Les enfants ont même été soumis à une autre expérience intéressante : on leur a fait entendre plusieurs mots inventés différents qui se terminaient tous en -ou, afin de rendre cette terminaison «réelle» pour eux. «Cela prend deux minutes à un enfant pour faire un nouvel apprentissage, en raison d’une grande flexibilité neuronale», explique la professeure Shi.
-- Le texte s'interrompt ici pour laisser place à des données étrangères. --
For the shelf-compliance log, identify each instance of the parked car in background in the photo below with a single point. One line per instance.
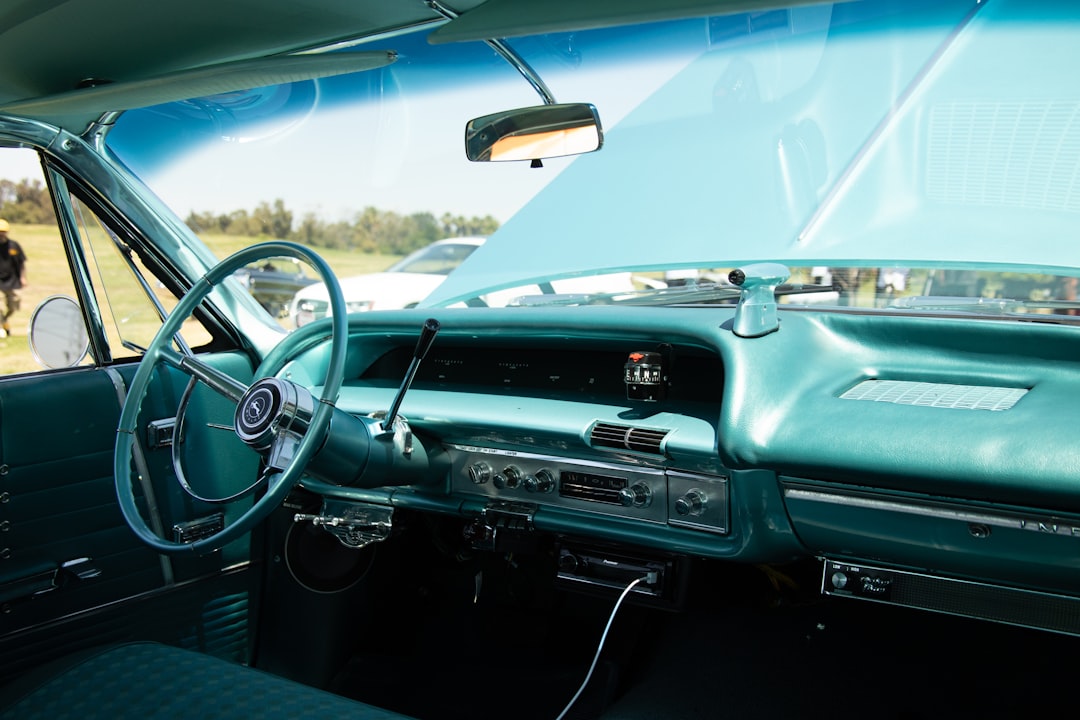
(274, 284)
(404, 284)
(407, 282)
(553, 488)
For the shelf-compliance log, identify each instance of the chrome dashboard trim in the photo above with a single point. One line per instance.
(1044, 525)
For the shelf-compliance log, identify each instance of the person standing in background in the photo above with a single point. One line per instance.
(12, 274)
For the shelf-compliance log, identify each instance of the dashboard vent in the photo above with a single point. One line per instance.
(935, 394)
(624, 437)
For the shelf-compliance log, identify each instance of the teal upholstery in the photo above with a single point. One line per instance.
(147, 680)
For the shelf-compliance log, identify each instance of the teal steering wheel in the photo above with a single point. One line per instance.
(262, 409)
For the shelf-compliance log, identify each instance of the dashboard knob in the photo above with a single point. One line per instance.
(480, 473)
(692, 503)
(542, 481)
(636, 496)
(512, 475)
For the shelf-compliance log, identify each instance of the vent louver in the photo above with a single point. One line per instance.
(935, 394)
(624, 437)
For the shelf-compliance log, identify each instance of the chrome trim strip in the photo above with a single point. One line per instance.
(1045, 525)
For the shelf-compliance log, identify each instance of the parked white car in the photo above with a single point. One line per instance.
(406, 283)
(401, 285)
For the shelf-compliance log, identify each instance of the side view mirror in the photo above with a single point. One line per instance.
(545, 131)
(57, 333)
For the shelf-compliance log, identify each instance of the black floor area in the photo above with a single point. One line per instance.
(747, 642)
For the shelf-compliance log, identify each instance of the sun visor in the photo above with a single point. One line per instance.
(511, 18)
(90, 103)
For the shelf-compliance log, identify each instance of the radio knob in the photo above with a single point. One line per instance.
(636, 496)
(513, 476)
(480, 473)
(692, 503)
(542, 481)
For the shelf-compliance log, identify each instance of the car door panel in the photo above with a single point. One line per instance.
(65, 549)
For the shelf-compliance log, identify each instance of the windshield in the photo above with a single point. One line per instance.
(915, 157)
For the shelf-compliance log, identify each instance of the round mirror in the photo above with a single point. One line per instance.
(57, 333)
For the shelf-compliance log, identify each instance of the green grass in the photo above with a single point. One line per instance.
(48, 274)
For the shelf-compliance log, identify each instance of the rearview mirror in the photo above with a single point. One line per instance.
(545, 131)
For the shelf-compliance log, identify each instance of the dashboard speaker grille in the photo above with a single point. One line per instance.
(935, 394)
(625, 437)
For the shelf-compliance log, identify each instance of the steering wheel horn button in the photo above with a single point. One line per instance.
(271, 407)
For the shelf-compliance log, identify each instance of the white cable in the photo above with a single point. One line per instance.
(599, 648)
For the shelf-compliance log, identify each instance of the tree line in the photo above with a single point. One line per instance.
(26, 202)
(372, 230)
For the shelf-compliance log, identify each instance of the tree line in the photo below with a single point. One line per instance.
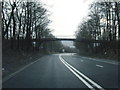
(102, 23)
(23, 21)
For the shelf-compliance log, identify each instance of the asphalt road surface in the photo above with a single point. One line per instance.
(67, 71)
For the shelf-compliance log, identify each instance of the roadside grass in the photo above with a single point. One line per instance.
(14, 60)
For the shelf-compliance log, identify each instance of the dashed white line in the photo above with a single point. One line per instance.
(79, 74)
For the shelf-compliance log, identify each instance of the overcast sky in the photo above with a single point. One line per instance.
(66, 15)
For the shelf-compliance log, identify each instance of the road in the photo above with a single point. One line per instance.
(66, 71)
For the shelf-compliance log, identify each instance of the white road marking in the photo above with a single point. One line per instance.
(105, 61)
(79, 77)
(99, 66)
(75, 70)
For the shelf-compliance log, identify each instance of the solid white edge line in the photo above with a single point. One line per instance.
(99, 65)
(80, 78)
(91, 81)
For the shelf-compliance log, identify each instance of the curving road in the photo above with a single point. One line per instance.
(67, 71)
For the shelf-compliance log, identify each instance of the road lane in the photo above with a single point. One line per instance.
(107, 76)
(48, 72)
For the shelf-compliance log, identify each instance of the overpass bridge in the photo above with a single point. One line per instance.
(70, 39)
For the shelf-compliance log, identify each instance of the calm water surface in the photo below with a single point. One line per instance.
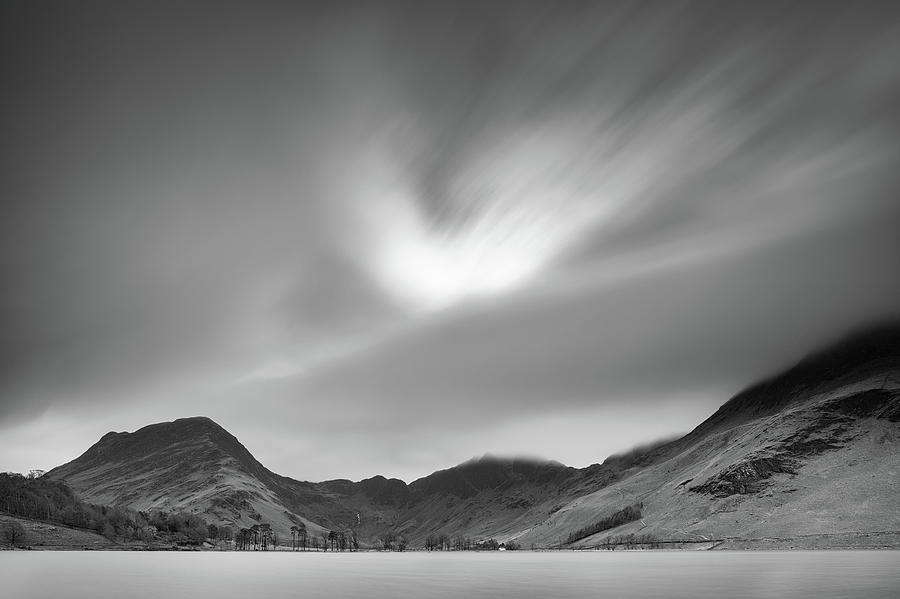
(97, 575)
Ensuite, la chercheuse a répété l’expérience des terminaisons en -ou avec les nouvelles formes verbales. Cette fois, les enfants ont fait l’association entre les deux formes. «Cela signifie qu’à onze mois, avant l’âge d’un an, avant de parler, les enfants sont capables d’apprendre une nouvelle terminaison verbale et d’étendre la connaissance acquise durant leur développement à de nouvelles formes», souligne-t-elle.

 

D’autres recherches à venir

Si les enfants ne connaissent pas encore les autres terminaisons de verbe, plus complexes, c’est uniquement une question de fréquence d’occurrence dans la langue, croient Alexandra Marquis et Rushen Shi. «Lorsqu’ils auront suffisamment entendu les différentes terminaisons avec des racines variées dans le langage, ils seront en mesure de les appliquer, et ce, bien avant l’âge scolaire», précise Alexandra Marquis, qui ne compte pas s’arrêter en si bon chemin. Chargée de cours dans plusieurs universités québécoises, la jeune chercheuse poursuit des études postdoctorales à l’École d’orthophonie et d’audiologie de l’Université de Montréal. «Je souhaite établir une chronologie d’acquisition des paradigmes verbaux de la naissance à l’âge scolaire chez les enfants québécois, avant l’apprentissage des règles enseignées à l’école», conclut-elle avec enthousiasme.